家庭や将来を見据えた、安定した関係を示します。長く続く深い絆が育まれます。

仕事で正位置が出たら


組織の安定や繁栄、長期的な基盤を示すサインです。継承や引き継ぎがうまくいく時です。

対人関係で正位置が出たら

家族のような深いつながりと、帰属する安心に恵まれる時です。

日常で正位置が出たら

永続的な豊かさと安定の時です。つながりの中にある「本当の豊かさ」を味わえます。

まとめ|この記事で終止符を打てること

ペンタクルの10の逆位置が出た時、それは「豊かさが永遠に崩れる」というサインではありません。

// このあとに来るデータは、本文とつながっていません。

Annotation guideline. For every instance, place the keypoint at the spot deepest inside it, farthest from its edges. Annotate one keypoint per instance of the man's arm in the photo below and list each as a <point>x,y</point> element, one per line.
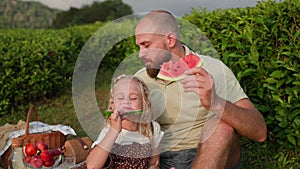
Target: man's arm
<point>242,115</point>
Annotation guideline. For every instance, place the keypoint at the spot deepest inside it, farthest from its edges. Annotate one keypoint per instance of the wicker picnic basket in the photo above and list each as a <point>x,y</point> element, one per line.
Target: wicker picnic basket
<point>53,139</point>
<point>80,147</point>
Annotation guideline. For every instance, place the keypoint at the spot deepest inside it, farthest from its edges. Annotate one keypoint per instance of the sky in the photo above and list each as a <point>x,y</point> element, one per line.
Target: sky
<point>177,7</point>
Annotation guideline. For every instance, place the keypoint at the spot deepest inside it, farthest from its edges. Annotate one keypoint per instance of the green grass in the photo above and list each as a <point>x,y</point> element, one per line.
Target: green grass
<point>267,155</point>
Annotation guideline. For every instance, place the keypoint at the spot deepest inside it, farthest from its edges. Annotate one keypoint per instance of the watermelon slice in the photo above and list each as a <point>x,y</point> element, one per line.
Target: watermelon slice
<point>171,71</point>
<point>108,113</point>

この記事を読んだあなたは、こんな迷いに終止符を打てたはずです。

「身内・共同体の不和」への終止符

勝ち負けでなく「共に在りたいか」へ立ち返る。豊かさは分かち合う相手がいてこそだとわかりました。

「居場所がないと感じる」への終止符

帰属とは「ここに居ていい」と思えること。まず自分がそれを認めればいいと見えたはずです。

ペンタクルの10は、「つながりの中にある本当の豊かさ」を映すカードです。逆位置は豊かさが消えたのではなく、つながりがほころびているだけ。「共に在りたい」に立ち返れば、絆も基盤も、また結び直せます。